Seamlessly Setting Up Apache Superset with Minikube and PyAthena: A Complete Guide
Unlocking the Power of Data Visualization: A Guide to Integrating Apache Superset, Minikube, and PyAthena for Enhanced Data Insights
Apache Superset is an exceptional open-source data exploration and visualization tool, boasting compatibility with numerous data sources. Here, I'll walk you through setting up Apache Superset locally using Minikube and enhancing it with PyAthena for querying AWS Athena databases. It’s worth noting, that looking into Apache Iceberg and pursuing Data Lakehouse architecture as opposed to Athena is worth it. This is a use case for visualizing data in the data lake if your data stack operates that way. Additionally, if you want to know what this might look like in a production environment, please reach out to me for any questions.
Prerequisites:
Before diving in, ensure you have the following:
Kubernetes Cluster via Minikube
Helm, the Kubernetes package manager
Getting Started with Kubernetes and Minikube
Kubernetes, or K8s, underpins this setup by orchestrating our containerized applications. If you're new to Kubernetes or need to install Minikube on your machine, find a comprehensive guide here.

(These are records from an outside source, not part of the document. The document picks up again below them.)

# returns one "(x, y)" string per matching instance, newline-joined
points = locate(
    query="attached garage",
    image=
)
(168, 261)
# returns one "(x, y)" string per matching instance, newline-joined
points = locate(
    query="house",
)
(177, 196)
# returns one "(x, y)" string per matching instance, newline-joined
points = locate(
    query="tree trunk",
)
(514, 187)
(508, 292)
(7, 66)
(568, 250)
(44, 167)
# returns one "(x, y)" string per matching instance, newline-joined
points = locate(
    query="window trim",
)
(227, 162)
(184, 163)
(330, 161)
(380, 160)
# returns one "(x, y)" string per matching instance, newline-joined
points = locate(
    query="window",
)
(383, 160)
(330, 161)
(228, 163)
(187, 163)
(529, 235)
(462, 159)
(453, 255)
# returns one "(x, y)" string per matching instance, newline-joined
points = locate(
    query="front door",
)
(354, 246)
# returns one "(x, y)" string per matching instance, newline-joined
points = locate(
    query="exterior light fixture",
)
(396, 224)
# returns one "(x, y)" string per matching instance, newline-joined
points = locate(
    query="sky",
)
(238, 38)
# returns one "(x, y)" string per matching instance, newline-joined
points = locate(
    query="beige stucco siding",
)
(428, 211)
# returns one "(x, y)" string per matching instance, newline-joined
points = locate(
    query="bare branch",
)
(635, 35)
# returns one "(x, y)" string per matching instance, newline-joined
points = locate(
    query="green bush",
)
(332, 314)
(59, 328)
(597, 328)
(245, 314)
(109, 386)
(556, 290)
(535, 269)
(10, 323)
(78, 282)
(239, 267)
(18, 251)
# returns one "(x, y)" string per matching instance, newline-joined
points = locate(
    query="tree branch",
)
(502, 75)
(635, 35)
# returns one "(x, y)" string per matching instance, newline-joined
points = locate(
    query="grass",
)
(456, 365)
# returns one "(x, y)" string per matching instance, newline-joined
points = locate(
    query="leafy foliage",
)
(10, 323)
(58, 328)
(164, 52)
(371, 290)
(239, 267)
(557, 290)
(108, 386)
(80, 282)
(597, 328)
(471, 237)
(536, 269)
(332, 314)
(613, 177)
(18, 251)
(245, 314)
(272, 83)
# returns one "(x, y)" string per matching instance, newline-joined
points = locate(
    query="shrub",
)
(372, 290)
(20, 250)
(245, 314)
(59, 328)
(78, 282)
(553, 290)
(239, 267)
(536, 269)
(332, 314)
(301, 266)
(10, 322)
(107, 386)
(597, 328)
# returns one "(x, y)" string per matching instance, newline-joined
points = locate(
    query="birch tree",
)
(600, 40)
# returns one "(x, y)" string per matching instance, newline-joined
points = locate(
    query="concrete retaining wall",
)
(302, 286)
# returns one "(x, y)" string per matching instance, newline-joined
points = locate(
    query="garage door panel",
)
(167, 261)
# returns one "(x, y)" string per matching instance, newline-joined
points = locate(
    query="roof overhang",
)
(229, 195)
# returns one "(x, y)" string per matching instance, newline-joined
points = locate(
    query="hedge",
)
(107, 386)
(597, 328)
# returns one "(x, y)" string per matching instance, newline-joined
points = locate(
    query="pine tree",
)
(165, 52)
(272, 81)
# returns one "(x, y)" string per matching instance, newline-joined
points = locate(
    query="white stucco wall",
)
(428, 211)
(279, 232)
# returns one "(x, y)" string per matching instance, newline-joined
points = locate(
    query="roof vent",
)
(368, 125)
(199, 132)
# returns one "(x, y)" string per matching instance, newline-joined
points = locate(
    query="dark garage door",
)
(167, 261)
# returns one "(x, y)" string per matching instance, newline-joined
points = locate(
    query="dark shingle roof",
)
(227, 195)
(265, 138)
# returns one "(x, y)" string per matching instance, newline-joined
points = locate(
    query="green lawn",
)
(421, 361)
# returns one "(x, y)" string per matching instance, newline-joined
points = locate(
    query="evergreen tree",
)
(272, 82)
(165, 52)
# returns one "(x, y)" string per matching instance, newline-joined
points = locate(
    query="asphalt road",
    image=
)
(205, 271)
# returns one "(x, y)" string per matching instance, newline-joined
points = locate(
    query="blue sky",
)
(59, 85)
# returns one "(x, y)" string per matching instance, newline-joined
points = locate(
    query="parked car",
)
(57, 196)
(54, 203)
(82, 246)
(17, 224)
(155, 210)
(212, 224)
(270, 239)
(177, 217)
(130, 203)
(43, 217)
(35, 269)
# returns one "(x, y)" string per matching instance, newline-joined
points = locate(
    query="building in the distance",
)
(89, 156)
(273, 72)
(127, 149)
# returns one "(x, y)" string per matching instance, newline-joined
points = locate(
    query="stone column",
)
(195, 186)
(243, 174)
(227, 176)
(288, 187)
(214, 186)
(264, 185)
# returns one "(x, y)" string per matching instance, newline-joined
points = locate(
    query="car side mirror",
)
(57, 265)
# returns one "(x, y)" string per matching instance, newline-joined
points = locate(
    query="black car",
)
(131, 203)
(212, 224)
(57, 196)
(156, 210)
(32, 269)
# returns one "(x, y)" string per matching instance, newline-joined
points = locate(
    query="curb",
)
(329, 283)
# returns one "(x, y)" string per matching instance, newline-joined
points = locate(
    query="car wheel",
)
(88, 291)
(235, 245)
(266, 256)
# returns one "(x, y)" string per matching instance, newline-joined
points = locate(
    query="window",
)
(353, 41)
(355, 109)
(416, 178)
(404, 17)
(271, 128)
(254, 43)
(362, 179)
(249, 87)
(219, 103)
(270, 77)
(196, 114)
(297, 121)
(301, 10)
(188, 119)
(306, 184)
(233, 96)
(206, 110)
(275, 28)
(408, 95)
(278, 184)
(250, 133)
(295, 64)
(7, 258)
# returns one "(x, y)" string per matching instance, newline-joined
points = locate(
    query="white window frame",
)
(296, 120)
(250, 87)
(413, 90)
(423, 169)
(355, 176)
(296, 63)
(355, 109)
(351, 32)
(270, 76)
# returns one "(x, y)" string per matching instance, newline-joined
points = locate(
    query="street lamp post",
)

Helm: The Kubernetes Package Manager
Helm simplifies Kubernetes application deployment. For an introduction or more details on Helm, their official documentation is an excellent resource.
Deploying Apache Superset Locally with Minikube
Follow these steps to get Apache Superset up and running:
1. Verify Your Kubernetes Cluster:
Check the status of your Minikube cluster with:
minikube status
You should see a response indicating that Minikube is running correctly.
2. Add the Superset Helm Repository:
helm repo add superset <https://apache.github.io/superset>
3. Search for Superset Charts:
helm search repo superset
4. Configure Your Settings:
Create a directory like ~/helm-chart-files
for your helm-chart values file: ~/helm-chart-files/superset-helm-values.yaml
. Ensure to update the SECRET_KEY
in the values file:
SECRET_KEY: 'YOUR_OWN_RANDOM_GENERATED_SECRET_KEY'
Generate a secret key with:
openssl rand -base64 42
5. Install and Run Apache Superset:
Deploy Superset using Helm with your customized values:
helm upgrade --install --values ~/helm-chart-files/superset-helm-values.yaml superset superset/superset
Follow the terminal instructions to access Superset locally.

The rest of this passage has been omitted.